Thoughts of a Flowertot…Peru – Lares Trek (with Compact Camera Snaps)

(Part of a series of articles by Fi trawling the archives for photos taken on the tiny compact camera way back when).

I’m looking back almost 3 years as I write this now and I can’t believe that we experienced the Eduardo Avaroa Reserve and Salt flats, the Lares trek and Machu Picchu within the space of a fortnight (two weeks later to be heading to the Galapagos…but that will come later). The variety of landscape and cultures within South America is just stunning and we were glad to have chosen the Lares trek to lead into our Machu Picchu visit. While it doesn’t lead directly to Machu Picchu it’s a stunning route far less travelled by the large tourist groups, passing herds of alpacas and wandering through small adobe villages where pigs and chickens wander about amongst the residents. It was a fantastic way to experience the Quechua (ke-chew-a) culture with not another tourist in sight.

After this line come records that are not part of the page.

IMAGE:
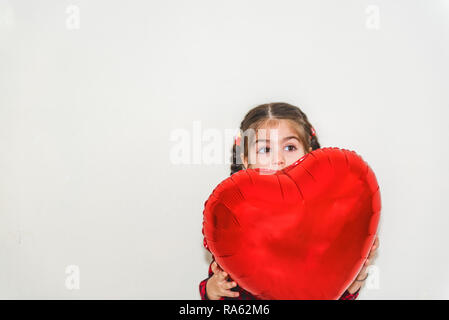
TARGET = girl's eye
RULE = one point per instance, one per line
(264, 150)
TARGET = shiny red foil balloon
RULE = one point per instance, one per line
(303, 232)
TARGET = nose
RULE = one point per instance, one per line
(280, 160)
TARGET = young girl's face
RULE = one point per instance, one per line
(274, 151)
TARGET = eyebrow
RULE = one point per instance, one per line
(285, 139)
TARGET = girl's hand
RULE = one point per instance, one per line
(361, 277)
(218, 285)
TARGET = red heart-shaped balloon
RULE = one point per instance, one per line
(303, 232)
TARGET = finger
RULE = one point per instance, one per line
(229, 293)
(228, 285)
(214, 267)
(223, 275)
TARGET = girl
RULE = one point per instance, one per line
(295, 138)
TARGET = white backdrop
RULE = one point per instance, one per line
(91, 93)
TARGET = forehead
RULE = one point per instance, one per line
(283, 128)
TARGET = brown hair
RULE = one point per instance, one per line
(273, 111)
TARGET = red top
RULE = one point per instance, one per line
(245, 295)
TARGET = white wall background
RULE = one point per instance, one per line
(86, 116)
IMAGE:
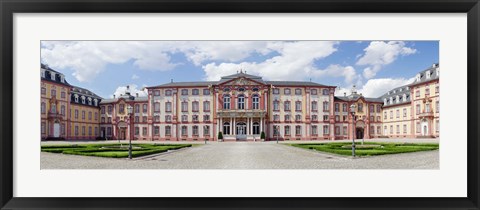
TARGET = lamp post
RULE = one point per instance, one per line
(130, 117)
(352, 111)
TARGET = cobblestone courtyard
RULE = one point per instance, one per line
(246, 155)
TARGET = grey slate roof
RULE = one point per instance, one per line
(421, 77)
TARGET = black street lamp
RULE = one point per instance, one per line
(352, 111)
(130, 117)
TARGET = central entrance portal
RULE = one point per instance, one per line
(241, 131)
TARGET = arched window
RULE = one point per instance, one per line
(256, 128)
(255, 102)
(226, 102)
(241, 102)
(226, 128)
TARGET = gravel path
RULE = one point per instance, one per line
(245, 155)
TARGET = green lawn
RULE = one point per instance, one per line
(369, 148)
(112, 150)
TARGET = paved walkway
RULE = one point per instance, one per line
(244, 155)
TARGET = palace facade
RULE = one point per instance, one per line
(240, 107)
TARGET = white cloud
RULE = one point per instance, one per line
(294, 62)
(374, 88)
(133, 89)
(134, 77)
(379, 54)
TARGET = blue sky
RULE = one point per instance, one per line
(106, 67)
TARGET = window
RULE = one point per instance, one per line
(325, 91)
(184, 130)
(121, 108)
(168, 130)
(255, 102)
(298, 130)
(298, 106)
(226, 128)
(286, 131)
(314, 106)
(195, 130)
(206, 92)
(195, 92)
(325, 117)
(195, 106)
(256, 128)
(276, 105)
(156, 107)
(168, 106)
(184, 106)
(241, 102)
(298, 117)
(325, 130)
(298, 91)
(325, 106)
(206, 106)
(43, 107)
(276, 118)
(286, 106)
(226, 102)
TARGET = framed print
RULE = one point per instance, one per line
(239, 105)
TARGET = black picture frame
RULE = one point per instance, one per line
(10, 7)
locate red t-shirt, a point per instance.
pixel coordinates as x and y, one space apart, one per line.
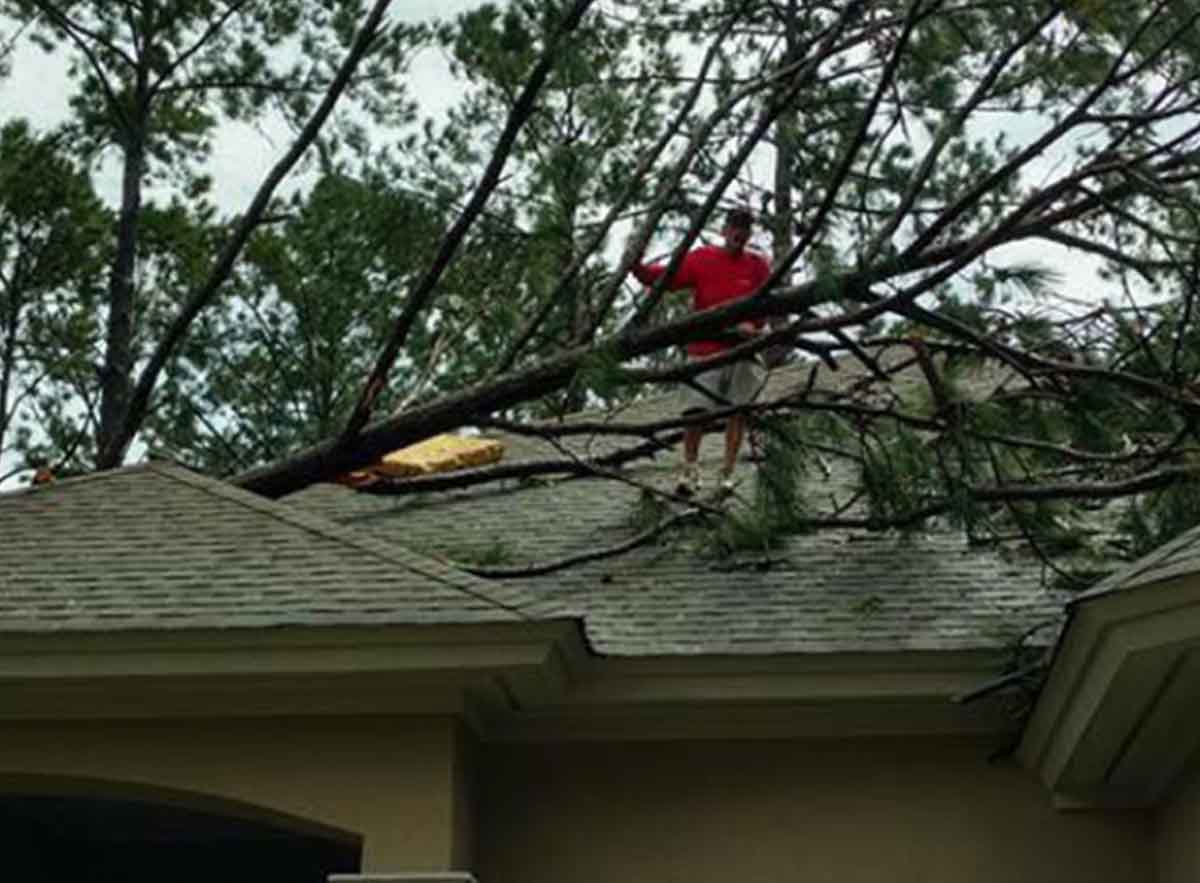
715 277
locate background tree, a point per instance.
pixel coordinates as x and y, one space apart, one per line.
53 238
153 83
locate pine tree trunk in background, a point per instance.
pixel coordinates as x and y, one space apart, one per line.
781 222
117 374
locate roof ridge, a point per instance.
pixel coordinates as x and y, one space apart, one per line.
331 530
58 484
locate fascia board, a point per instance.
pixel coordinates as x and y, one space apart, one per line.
1099 689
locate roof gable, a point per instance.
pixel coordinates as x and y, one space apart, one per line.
160 547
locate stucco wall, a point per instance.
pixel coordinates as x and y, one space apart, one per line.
714 812
1179 835
389 780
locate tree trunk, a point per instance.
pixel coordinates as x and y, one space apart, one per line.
783 221
117 374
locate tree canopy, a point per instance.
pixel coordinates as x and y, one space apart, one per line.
984 214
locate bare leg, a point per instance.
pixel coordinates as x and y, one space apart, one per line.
735 428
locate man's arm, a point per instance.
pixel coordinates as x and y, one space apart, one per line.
683 277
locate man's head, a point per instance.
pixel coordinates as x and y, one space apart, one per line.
738 223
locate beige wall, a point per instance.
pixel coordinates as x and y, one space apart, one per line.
1179 836
729 812
389 780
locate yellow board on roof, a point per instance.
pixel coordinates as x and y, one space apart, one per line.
441 454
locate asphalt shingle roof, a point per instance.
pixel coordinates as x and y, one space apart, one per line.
160 547
845 590
1180 557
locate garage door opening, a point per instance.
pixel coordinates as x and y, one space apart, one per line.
99 840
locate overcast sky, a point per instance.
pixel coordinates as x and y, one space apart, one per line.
39 89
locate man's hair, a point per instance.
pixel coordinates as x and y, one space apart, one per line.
739 217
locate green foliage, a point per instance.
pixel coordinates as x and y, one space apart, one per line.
53 236
898 474
1151 520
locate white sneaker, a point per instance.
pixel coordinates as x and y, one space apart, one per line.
688 484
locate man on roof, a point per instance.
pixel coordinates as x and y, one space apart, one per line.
717 275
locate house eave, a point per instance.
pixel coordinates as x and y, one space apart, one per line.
511 682
1117 721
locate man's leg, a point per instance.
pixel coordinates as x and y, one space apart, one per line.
689 470
735 430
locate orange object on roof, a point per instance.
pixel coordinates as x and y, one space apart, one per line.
441 454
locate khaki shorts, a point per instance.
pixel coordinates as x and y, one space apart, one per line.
738 383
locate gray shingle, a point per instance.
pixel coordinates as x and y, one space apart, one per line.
160 547
822 593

The first day was pretty relaxed, after the obligatory road block we headed to an outdoor thermal spa and then began our trek walking up through the farmed hillside terraces. By night time we reached a small village where our guides bring packages of fresh bread whenever they pass through. We prepared our tent for the night and emerged to find an entrepreneurial young child had set up a small selection of beers for us to buy (rightly or wrongly we obliged) and then after dinner we helped to serve up a huge vat of hot chocolate to the local children, played some games and shared out some colouring books and pens which mostly ended up being used on each others faces. This was all experienced in the pitch black of night with only a few torches to light the way, we managed a few shots with the flash which captured bemused faces at the light appearing from nowhere. The kids later retreated off in the dark to their homes, no doubt knowing every step of the village like the back of their hands.

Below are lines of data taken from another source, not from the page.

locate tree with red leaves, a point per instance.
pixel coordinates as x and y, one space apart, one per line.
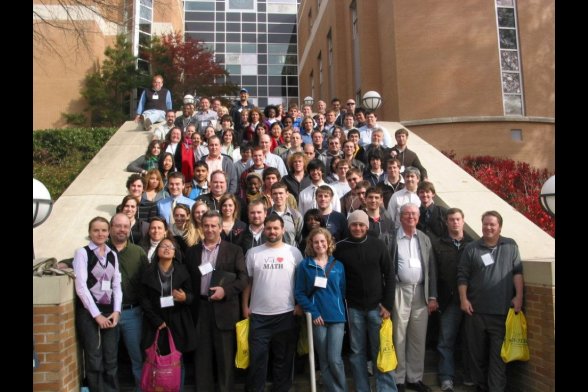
517 183
188 67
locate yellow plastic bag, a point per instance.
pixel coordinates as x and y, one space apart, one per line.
515 346
242 357
387 360
302 345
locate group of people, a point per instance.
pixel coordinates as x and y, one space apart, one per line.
347 231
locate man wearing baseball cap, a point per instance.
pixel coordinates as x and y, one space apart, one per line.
242 103
370 279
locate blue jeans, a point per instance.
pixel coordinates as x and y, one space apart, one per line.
449 328
328 340
361 321
130 327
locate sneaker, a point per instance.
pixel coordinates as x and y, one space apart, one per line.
418 386
447 385
468 383
146 124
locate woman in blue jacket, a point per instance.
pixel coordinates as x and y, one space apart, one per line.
320 290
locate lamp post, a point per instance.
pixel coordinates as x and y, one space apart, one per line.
547 196
42 205
371 100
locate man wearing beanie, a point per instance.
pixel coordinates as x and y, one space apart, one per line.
370 277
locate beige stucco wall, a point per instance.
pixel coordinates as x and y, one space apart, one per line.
57 79
494 138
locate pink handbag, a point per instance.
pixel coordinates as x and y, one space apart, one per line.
162 373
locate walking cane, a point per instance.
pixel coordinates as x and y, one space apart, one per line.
310 352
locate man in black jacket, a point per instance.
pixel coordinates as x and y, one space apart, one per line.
369 275
218 276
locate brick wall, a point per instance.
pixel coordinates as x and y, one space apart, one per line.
55 343
537 375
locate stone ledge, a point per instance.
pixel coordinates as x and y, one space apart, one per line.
52 290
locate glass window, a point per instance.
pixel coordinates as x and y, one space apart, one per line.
508 39
249 69
249 59
233 17
241 5
198 6
282 18
234 37
282 8
248 17
506 17
249 27
233 27
286 28
249 48
233 69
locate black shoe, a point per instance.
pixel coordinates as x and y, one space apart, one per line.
418 386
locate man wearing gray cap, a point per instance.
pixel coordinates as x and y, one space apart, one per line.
370 279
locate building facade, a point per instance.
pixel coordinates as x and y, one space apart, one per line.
474 78
62 56
255 40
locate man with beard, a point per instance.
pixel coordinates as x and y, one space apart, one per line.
271 268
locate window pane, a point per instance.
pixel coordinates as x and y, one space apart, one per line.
248 70
511 83
508 39
506 17
198 6
509 60
513 105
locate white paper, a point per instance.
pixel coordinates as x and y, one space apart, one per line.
167 302
205 269
413 262
487 259
320 281
105 286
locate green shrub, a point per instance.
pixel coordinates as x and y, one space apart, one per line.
59 155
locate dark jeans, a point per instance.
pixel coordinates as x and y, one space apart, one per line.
485 334
215 347
100 352
280 333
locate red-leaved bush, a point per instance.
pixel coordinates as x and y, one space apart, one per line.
516 182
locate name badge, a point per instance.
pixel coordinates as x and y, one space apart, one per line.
413 262
205 269
487 259
166 302
105 285
320 281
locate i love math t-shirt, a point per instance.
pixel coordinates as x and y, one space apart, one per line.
273 271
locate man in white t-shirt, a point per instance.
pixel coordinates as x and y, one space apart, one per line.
271 268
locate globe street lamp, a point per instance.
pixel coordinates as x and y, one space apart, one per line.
42 205
547 196
372 100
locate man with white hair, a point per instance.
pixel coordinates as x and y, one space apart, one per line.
415 298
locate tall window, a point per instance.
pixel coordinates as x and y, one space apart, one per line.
142 32
356 53
312 84
330 64
320 60
510 64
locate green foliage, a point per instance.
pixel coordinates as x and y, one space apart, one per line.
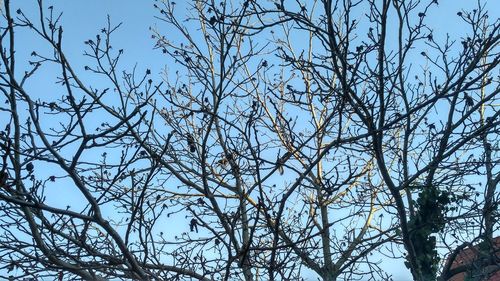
429 218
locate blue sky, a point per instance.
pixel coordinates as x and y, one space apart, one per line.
82 20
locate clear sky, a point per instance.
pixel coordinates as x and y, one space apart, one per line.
83 19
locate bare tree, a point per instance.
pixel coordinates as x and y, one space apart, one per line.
284 139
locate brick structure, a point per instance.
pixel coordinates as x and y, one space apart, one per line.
468 256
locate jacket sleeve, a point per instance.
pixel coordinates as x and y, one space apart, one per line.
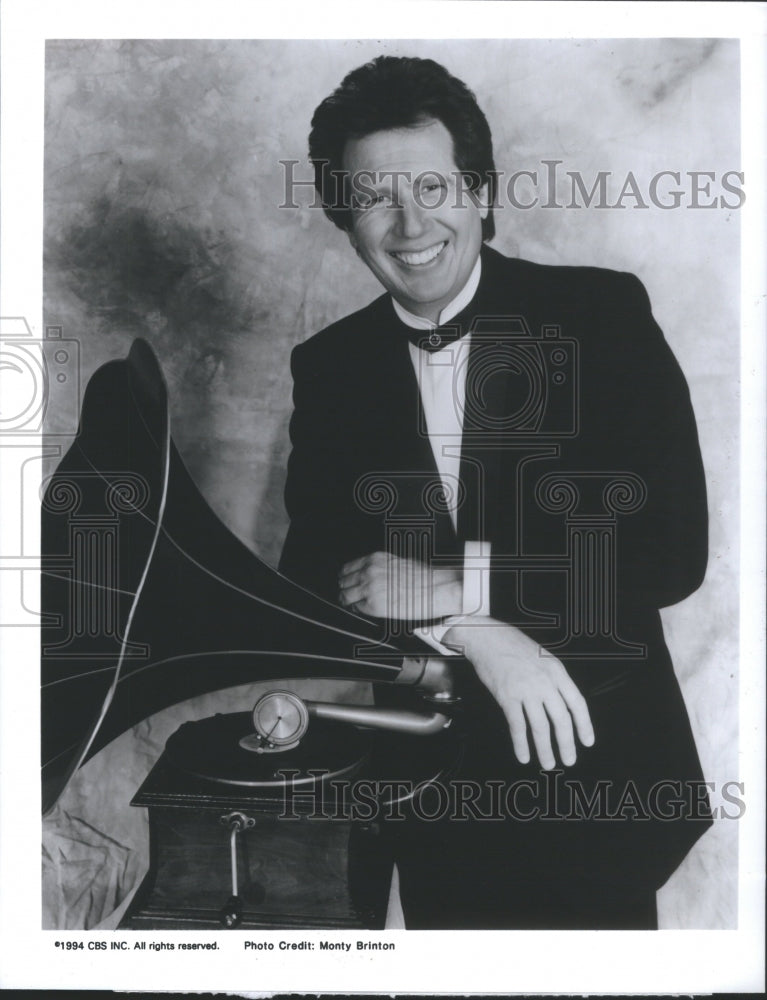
315 494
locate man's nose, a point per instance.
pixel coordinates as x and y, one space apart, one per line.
412 218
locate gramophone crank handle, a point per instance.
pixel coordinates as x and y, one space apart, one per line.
231 913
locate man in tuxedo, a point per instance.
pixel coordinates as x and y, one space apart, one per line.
547 407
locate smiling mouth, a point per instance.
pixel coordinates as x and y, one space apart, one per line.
421 257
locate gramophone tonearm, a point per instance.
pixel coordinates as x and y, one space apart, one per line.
281 718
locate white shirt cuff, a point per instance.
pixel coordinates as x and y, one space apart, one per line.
476 578
476 596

The second day was to be the toughest. Walking for around 8 hours up to 4550m altitude – it’s not a technical climb but the altitude is a killer mentally and physically. A year of traveling had taken its toll on my fitness but this was a shocker – I felt like an 80-a-day smoker and had to force myself to keep going by counting 20 steps at a time. Reaching the summit we could see across the sacred valley, its lagoons & glaciers, and it was beautiful – but also bloody freezing! From here on though everything became much easier as it was all downhill. The evening brought yet another immense meal, we were certainly never going to starve and in fact it was often far too much food but being British we ate so as not to offend. Our chef even managed to bake a birthday cake for Paul’s imminent 30th celebrations. Quite how this was possible in the middle of nowhere with only a gas stove we have no idea!

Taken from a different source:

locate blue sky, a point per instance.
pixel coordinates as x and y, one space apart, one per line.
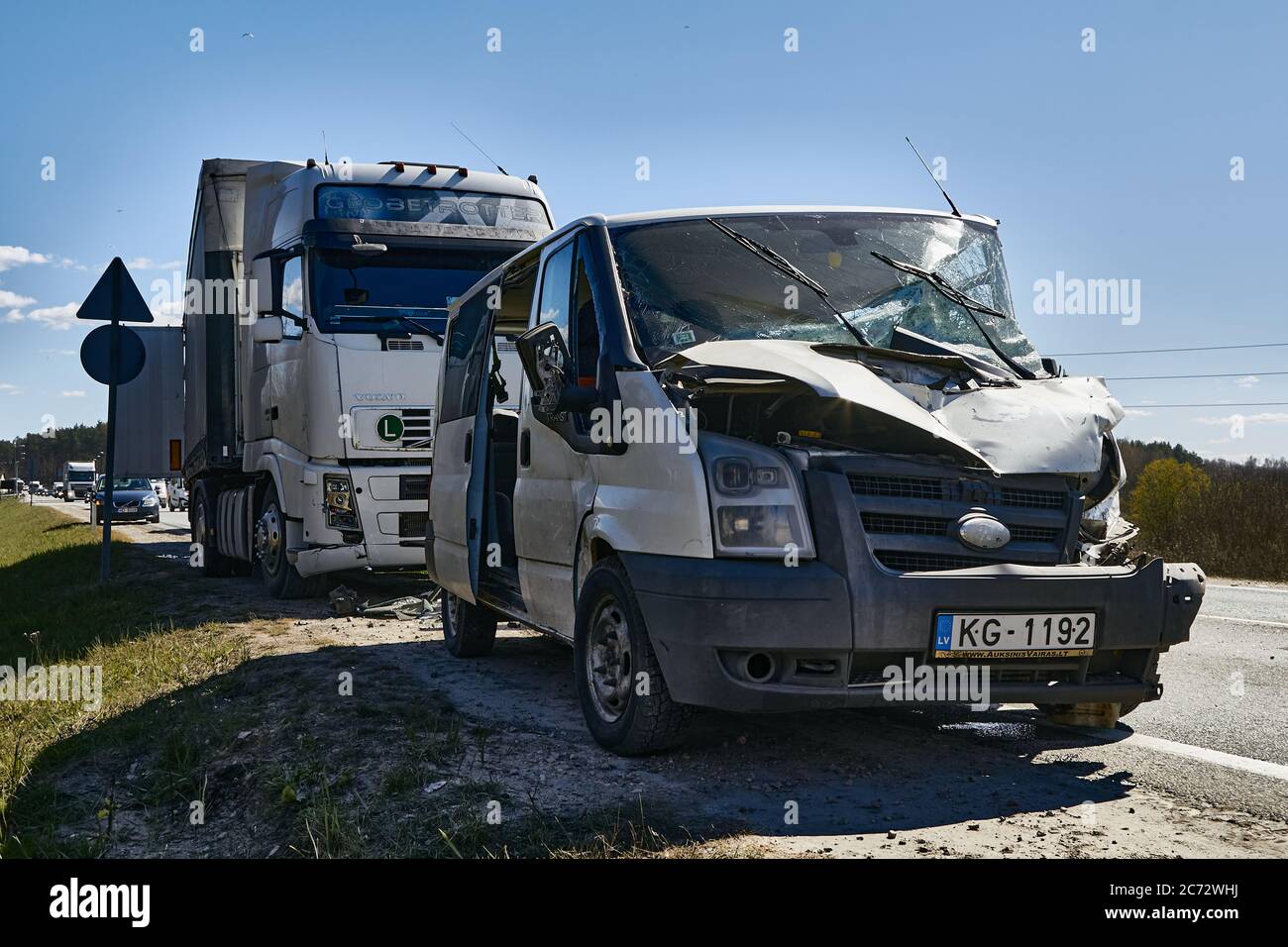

Our final day involved only a short hike down towards a village where we popped into a chicha house. The ladies were taking a midday break and sampling a large glass of the pungent drink. When told it was Paul’s birthday coming up a glass was offered up as a gift amusingly along with flowers. Chicha is essentially a sour fermented drink often made from maize. One method of production is for women to chew the corn and then spit it out and leave it to brew. Mmm yummy!  We left the chicha house a little squiffy and hopped into a collectivo bus to Ollantaytambo where we managed to catch a local festival before heading by train to the hell that is Aguas Calientes – the neon-touristic gateway to Machu Picchu.